Guterson goes foraging in the forest … for faith |

Guterson goes foraging in the forest … for faith

Stewart Oksenhorn
Aspen Times Staff Writer

Divine revelation is very much a thing of the past, right? Those blessed enough to receive words from on high a few thousand or a few hundred years ago were considered prophets. Nowadays, you go around telling people God has been in touch, and the funny looks you get are the least of your troubles.

Which means what? That God isn’t talking anymore? That, as with rock ‘n’ roll, it’s got to be old to be worth anything? That religion is a moldy relic, so brittle that the slightest jarring threatens its integrity?
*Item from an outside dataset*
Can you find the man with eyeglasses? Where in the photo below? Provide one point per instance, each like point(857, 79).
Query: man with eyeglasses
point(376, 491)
In David Guterson’s “Our Lady of the Forest,” Ann Holmes has a series of visions of the Virgin Mary in the remote, eternally dank woods of North Fork, Wash. Her acquaintance and fellow mushroom-picker Carolyn Greer witnesses Holmes having the second of these visions. Greer, who doesn’t believe in anything but her annual trips to Mexico, scoffs, but makes casual mention of the news to a friend. Within two days of her first encounter, Ann is being followed by a small group of locals on her daily trek into the woods. Two more days and, thanks to the miracle of the Internet, believers from all over the West have descended on the woods, and struggling North Fork is having a modern-day gold rush. Make that God rush.

Ann is not a likely prophet. (Who is these days?) She’s a waif-thin pot smoker and magic mushroom eater, a runaway who lives in the woods. And there’s that flu that gets worse and worse, but which doesn’t seem to concern Ann. The visionary, as Guterson often terms her, has much bigger things on her mind: Mother Mary has handed her a short to-do list.
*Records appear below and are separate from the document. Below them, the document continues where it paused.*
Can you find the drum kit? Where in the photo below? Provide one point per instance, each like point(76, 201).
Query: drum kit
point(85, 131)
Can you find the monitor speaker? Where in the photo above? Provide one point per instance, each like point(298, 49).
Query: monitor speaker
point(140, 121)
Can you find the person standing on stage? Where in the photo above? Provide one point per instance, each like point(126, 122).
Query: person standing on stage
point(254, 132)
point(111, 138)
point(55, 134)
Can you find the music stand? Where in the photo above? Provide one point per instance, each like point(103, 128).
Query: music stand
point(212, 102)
Ann’s troubled personal history doesn’t dissuade a corps of a few thousand from following her every step. Not among the believers, naturally, are two representatives of the Catholic Church. Young Father Collins, the local priest, isn’t convinced. But then Father Collins, with his history as a pothead, his ambivalence about the priesthood ” and his lust for a certain skinny, young would-be prophet ” doesn’t even believe all too much in his Bible. And Father Butler, sent by the diocese to investigate, is a church bureaucrat so set in his views that his examination of Ann’s vision is a formality.
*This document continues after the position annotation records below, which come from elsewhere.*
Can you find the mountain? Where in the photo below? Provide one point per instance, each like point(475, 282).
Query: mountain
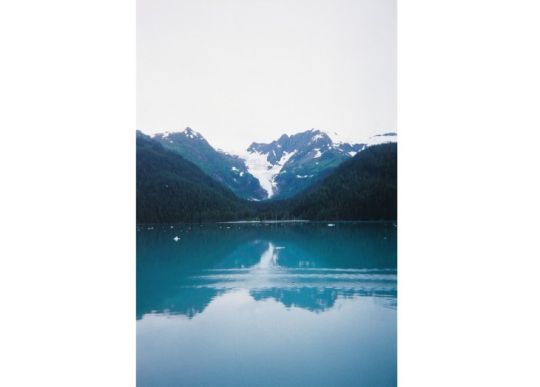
point(225, 168)
point(290, 164)
point(172, 189)
point(364, 187)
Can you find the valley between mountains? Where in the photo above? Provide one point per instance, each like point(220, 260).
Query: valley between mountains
point(309, 175)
Watching from a close distance is fellow North Forker Tom Cross. A down-on-his-luck former logger, Tom has strayed far from his religious teachings. But with his son paralyzed, his financial situation gone from bad to worse, and the law breathing down his neck, Tom sees Ann as, maybe, the answer to his prayers. Tom, whose story is told parallel with Ann’s, is stumbling toward a collision.

Guterson tells these stories with spare strokes, suggesting a lot of small things: That the holy spirit may be as close as a walk in the forest. That faith is just that, and not a certainty. That the Catholic Church is staid and inflexible to the point of weakness. “Our Lady of the Forest” doesn’t insist on any one big thing, but its view of religion isn’t meant to comfort the faithful. Not when the novel ends with a group of pilgrims standing in the chill of the Washington woods, straining to hear the holy words of the dedication of a new church over rainfall and static. “The pilgrims looked up at the sky without hope,” concludes Guterson. “It was going to keep raining in all probability. What could they do? Where might they go? God had chosen, for this day, rain.”

It’s not meant to be uplifting. But Guterson gives his characters such a human feel that we are moved, even by their weaknesses, greediness and criminal tendencies. From the devastated North Fork economy to the professional vision-seekers to Ann’s end, “Our Lady of the Forest” is a tragedy. And perhaps the biggest tragedy is faith.

Guterson’s language is beautiful. The setting of the failed logging town is vivid. Ann is unforgettable. “Our Lady of the Forest” makes believers of us readers.

David Guterson will speak April 3 at Paepcke Auditorium in the final event of the Aspen Writers’ Foundation’s Winter Words series.

Also appearing in the Winter Words series are Daniel Glick, author of “Powder Burn: Arson, Money and Mystery on Vail Mountain” (Jan. 15); Pulitzer Prize-winning poet Stephen Dunn (Feb. 6); “Fast Food Nation” author Eric Schlosser (Feb. 28); Pulitzer Prize-winning Middle East expert Judith Miller (March 11); and Mrs. Vladimir Nabokov biographer Stacy Schiff (March 25). Tickets to Winter Words, including a season subscription, are available at the Wheeler Opera House box office.

The Writers’ Foundation, in collaboration with The Aspen Institute, is also presenting An Evening with Madeleine Albright on Dec. 22.